Pro Helvetia Johannesburg will be supporting artists and projects at the LB2 from both our Swiss and Regional contexts.
SWISS X REGIONAL PRESENCE
CURATORIAL INTENSIVE 28 October – 4 November
The second edition of the Lagos Biennale will introduce an international curatorial intensive programme supported by Pro Helvetia Johannesburg. The programme will aim to facilitate the transmission of knowledge in the curatorial practice on the African continent, and reflect the vision of the Lagos Biennial which seeks to foster collaboration between art practitioners on and off the continent. The Lagos Biennial Curatorial Intensive will be open to emerging curators who are practicing and require expert advice for an on-going or future project. The programme seeks to facilitate new approaches in accessing knowledge and approaching topics and situations pertinent to African narratives in particular and the art of curating in general. The intensive will take place over a week and include seminars and workshops, designed to give participants access to seasoned professionals in the practice. Participants will undertake rigorous sessions designed to give precedence to their own world view while re-assessing popular terminologies and trends which are used to situate Africa in the global art discourse.
The Curatorial Intensive will be facilitated by leading cuator and thinker N’gone Fall (Chief Facilitator/Moderator) (Senegal), and co-facilitated by Patrick Mudekereza (DRC), Dana Whabira (Zimbabwe) George Mahashe (South Africa) and Kwasi Ohene-Aye (Ghana). Basel-based curator of the SALTS project space and Art Basel Parcours programme, Samuel Leuenberger also joins the team of curatorial mentors and facilitators. Guest lecturers will include Kathryn Weir and Antawan Byrd.
SWISS PRESENCE
Swiss artist Dominique Koch will present a new work during the LB2. Dominique lives and works in Basel and Paris. Her conceptual works deal with forms, gestures and language of knowledge mediation as well as philosophical questions that are translated into spatial audio and video installations and objects. Dominique’s work often touches on questions of language, approached as much as code, as theoretical or narrative tool, physical materiality, sound, and nature. In her artistic process Dominique works from theoretical material as starting point, around which she develops analogical multi-media works. Dominique is interested in the subjective gap between language and meaning. This plays out in her style of film editing, which juxtaposes and combines disparate discourses, images and sounds.
REGIONAL PRESENCE
Four artists from the region SADC region have been selected to produce new works for the LB2 that critically respond to this year’s theme. We will be supporting the participation of Sabelo Mlangeni (South Africa), and Sandra Poulson and Raul Jorge Gourgel (Angola).
REGIONAL MOBILITY PARTNERS: Professional exchange
In the context of the LB2, the directors of three Regional Mobility Partners from the SADC region working in the visual arts field will gather in Lagos for a programme of professional exchange and networking.
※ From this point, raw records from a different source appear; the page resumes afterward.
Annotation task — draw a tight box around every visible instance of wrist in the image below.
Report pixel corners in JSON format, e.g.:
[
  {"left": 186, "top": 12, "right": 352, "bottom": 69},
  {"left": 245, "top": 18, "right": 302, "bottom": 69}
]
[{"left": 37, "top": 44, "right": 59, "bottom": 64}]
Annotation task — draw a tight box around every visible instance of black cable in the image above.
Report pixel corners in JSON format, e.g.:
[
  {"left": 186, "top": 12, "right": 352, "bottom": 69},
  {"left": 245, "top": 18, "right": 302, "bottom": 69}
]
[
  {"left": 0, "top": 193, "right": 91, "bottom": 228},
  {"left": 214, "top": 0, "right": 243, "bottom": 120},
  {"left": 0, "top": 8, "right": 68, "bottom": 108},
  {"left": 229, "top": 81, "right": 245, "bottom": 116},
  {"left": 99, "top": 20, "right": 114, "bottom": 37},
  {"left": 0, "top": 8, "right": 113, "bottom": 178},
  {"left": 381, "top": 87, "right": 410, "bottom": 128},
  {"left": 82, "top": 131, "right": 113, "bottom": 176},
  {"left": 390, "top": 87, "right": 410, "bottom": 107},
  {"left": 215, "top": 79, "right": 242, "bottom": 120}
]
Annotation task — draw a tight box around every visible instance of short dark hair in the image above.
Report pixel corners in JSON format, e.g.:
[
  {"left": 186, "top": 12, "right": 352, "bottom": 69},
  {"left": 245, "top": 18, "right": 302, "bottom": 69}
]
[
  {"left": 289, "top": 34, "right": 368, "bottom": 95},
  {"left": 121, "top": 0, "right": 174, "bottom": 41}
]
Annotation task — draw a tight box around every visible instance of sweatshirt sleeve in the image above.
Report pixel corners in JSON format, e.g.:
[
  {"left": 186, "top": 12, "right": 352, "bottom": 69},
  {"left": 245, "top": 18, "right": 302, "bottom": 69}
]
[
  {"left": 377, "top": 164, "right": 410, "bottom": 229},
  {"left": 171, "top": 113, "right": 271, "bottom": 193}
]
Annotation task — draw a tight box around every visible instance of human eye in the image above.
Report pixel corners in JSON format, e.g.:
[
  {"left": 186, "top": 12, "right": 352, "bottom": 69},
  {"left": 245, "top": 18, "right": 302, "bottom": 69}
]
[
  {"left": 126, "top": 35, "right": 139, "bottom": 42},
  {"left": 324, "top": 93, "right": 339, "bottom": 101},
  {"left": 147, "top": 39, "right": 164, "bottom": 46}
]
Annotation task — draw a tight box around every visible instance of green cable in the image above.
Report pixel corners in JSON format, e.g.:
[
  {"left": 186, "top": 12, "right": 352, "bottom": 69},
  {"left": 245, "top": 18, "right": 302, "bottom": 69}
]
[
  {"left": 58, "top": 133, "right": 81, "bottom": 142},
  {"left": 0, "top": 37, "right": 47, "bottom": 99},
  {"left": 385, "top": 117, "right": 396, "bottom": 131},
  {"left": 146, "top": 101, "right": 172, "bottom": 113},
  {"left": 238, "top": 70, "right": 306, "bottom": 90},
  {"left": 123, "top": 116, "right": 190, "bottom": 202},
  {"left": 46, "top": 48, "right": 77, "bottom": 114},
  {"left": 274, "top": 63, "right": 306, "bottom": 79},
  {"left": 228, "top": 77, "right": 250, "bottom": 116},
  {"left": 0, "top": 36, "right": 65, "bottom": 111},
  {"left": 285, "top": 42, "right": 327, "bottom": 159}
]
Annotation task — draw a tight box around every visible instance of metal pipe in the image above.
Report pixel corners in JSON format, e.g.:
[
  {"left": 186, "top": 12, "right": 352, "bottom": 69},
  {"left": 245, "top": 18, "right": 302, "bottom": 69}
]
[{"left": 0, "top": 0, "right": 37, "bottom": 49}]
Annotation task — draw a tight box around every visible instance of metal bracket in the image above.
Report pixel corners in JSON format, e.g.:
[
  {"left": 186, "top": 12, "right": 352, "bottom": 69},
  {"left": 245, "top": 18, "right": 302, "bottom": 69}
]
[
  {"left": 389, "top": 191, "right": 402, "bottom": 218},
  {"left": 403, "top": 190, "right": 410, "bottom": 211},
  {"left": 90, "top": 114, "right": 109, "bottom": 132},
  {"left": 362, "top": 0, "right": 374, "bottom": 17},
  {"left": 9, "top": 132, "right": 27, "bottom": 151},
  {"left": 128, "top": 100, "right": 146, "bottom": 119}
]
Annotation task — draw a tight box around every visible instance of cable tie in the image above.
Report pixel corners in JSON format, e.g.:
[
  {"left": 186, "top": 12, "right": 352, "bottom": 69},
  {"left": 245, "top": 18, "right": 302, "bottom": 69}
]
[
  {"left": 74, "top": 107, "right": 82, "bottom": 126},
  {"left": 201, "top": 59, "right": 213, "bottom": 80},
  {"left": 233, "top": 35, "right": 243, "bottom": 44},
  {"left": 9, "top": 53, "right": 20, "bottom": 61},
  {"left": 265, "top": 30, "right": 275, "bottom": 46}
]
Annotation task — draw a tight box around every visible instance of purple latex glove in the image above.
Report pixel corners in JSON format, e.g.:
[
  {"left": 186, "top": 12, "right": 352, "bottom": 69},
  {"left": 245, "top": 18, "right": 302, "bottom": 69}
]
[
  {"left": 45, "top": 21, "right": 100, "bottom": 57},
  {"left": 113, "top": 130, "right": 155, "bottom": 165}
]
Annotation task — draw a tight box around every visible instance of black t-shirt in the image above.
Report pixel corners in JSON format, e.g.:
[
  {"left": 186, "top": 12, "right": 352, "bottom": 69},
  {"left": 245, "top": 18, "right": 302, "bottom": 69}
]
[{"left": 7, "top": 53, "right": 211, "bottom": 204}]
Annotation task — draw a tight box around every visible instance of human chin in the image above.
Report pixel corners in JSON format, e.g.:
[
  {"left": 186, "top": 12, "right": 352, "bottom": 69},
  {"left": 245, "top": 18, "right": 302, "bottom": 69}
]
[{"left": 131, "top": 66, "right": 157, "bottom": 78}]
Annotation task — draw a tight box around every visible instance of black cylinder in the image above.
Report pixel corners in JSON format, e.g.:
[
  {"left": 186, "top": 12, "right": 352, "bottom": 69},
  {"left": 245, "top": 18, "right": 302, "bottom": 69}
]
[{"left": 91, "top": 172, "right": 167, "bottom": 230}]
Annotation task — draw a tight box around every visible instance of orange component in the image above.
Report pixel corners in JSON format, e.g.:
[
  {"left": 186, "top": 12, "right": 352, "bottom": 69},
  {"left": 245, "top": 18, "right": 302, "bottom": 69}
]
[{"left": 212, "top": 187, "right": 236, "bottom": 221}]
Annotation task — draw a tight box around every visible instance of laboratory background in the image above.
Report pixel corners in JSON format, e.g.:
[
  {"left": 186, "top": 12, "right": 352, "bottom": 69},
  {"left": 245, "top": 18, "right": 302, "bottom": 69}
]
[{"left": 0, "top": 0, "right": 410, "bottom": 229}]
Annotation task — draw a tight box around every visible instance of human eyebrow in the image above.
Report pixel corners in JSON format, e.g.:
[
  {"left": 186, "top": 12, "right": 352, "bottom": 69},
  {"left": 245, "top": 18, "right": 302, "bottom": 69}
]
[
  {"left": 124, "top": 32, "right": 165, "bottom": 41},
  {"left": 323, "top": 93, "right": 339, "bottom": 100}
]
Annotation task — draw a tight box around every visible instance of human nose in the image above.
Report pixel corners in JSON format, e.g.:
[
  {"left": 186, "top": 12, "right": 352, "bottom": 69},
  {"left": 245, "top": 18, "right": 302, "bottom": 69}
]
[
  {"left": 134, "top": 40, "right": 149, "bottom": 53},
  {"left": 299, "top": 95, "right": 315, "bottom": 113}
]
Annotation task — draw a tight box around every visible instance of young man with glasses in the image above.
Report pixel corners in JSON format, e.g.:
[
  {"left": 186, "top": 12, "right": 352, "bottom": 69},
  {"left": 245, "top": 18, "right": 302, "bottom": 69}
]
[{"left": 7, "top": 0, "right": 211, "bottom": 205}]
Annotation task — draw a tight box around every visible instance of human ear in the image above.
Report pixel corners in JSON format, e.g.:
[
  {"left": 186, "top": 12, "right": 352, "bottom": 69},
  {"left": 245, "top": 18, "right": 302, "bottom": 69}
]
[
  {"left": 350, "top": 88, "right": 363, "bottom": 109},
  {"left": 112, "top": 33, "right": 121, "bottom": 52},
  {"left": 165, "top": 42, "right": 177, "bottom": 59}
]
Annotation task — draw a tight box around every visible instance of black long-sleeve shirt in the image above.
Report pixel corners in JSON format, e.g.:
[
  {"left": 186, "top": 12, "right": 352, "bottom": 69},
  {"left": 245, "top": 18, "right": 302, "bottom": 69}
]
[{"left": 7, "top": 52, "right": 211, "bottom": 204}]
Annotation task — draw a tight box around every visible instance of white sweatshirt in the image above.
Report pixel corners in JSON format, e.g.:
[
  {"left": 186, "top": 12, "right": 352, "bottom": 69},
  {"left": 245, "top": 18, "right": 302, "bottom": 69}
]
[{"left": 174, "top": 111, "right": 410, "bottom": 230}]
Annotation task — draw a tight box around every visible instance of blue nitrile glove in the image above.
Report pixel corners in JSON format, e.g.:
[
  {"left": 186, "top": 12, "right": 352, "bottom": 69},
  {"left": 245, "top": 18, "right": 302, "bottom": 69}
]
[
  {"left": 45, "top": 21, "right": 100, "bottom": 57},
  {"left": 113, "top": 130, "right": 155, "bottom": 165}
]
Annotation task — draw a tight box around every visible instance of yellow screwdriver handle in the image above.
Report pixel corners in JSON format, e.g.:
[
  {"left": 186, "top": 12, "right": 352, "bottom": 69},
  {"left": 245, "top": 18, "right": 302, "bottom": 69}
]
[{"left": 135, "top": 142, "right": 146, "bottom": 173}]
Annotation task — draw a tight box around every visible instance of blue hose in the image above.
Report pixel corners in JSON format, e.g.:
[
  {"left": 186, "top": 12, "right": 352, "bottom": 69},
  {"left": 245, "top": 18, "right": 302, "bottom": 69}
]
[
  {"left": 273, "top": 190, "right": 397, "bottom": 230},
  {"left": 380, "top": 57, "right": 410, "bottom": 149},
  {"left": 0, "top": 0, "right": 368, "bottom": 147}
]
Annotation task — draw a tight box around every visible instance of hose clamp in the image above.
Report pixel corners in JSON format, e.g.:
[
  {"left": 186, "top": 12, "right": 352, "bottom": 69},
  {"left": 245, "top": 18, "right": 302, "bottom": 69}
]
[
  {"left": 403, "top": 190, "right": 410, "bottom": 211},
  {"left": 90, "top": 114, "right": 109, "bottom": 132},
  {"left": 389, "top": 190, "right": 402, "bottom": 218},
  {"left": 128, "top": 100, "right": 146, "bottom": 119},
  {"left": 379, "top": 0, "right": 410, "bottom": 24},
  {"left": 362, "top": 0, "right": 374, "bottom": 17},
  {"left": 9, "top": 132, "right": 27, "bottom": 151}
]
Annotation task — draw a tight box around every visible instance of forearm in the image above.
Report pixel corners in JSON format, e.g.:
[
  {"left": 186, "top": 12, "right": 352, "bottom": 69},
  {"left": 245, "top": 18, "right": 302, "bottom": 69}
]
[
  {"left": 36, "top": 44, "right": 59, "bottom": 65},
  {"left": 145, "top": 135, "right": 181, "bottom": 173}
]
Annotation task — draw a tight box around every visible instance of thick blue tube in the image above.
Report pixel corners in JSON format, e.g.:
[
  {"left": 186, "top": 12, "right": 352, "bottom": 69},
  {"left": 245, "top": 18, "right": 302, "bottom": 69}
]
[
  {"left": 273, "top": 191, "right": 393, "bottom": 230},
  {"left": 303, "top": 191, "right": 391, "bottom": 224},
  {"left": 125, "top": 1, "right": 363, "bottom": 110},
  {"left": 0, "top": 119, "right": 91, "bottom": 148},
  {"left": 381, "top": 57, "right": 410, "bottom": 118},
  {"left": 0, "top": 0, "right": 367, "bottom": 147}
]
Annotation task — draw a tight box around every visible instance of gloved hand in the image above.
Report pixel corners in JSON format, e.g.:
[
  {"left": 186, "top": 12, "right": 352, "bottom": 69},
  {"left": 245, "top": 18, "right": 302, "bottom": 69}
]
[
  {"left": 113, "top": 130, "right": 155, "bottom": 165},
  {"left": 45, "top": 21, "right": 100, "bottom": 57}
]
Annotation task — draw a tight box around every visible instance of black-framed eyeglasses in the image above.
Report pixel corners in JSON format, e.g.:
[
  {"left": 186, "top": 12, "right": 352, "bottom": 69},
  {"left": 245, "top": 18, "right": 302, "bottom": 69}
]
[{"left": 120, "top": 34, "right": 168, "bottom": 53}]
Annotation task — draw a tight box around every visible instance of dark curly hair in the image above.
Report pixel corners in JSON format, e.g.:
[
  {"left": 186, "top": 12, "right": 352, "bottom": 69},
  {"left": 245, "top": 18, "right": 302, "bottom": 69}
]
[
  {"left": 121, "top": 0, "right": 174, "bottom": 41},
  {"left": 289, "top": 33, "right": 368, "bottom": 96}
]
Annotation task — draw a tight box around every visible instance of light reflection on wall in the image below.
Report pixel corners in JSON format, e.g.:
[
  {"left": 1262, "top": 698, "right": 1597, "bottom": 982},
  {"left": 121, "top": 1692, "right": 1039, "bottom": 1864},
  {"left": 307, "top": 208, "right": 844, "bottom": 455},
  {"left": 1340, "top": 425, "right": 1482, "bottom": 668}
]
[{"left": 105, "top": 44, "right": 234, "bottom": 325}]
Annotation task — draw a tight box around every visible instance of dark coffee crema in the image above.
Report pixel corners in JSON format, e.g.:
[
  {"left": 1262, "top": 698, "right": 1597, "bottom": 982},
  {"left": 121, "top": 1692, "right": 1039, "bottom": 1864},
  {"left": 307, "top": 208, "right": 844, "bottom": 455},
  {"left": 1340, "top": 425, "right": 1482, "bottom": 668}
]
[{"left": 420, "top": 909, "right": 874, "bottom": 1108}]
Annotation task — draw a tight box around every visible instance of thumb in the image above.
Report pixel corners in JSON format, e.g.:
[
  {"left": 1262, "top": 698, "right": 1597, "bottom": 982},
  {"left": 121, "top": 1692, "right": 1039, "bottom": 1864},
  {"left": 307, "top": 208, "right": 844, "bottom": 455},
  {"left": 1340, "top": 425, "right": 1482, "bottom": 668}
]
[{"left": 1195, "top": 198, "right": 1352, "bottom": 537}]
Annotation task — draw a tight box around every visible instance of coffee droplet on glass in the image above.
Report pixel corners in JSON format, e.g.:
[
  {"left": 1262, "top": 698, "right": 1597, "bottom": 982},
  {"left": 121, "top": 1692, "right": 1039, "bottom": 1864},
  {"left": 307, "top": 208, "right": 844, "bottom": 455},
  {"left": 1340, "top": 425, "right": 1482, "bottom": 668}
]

This will coincide and interface with the three major visual art events taking place: the Lagos Biennale, Lagos Photo and ArtxLagos. In addition to Patrick Mudekereza (Waza Art Centre) and Dana Whabira (Njelele Art Station), partners include Rebecca Corey from Nafasi Art Space in Tanzania, Julia Taonga Kaseka from Modzi Arts in Zambia and Vitshois Mwilambwe from Kin ArtStudio in the DRC. The aim of this exchange is to develop networks between SADC and West African partners.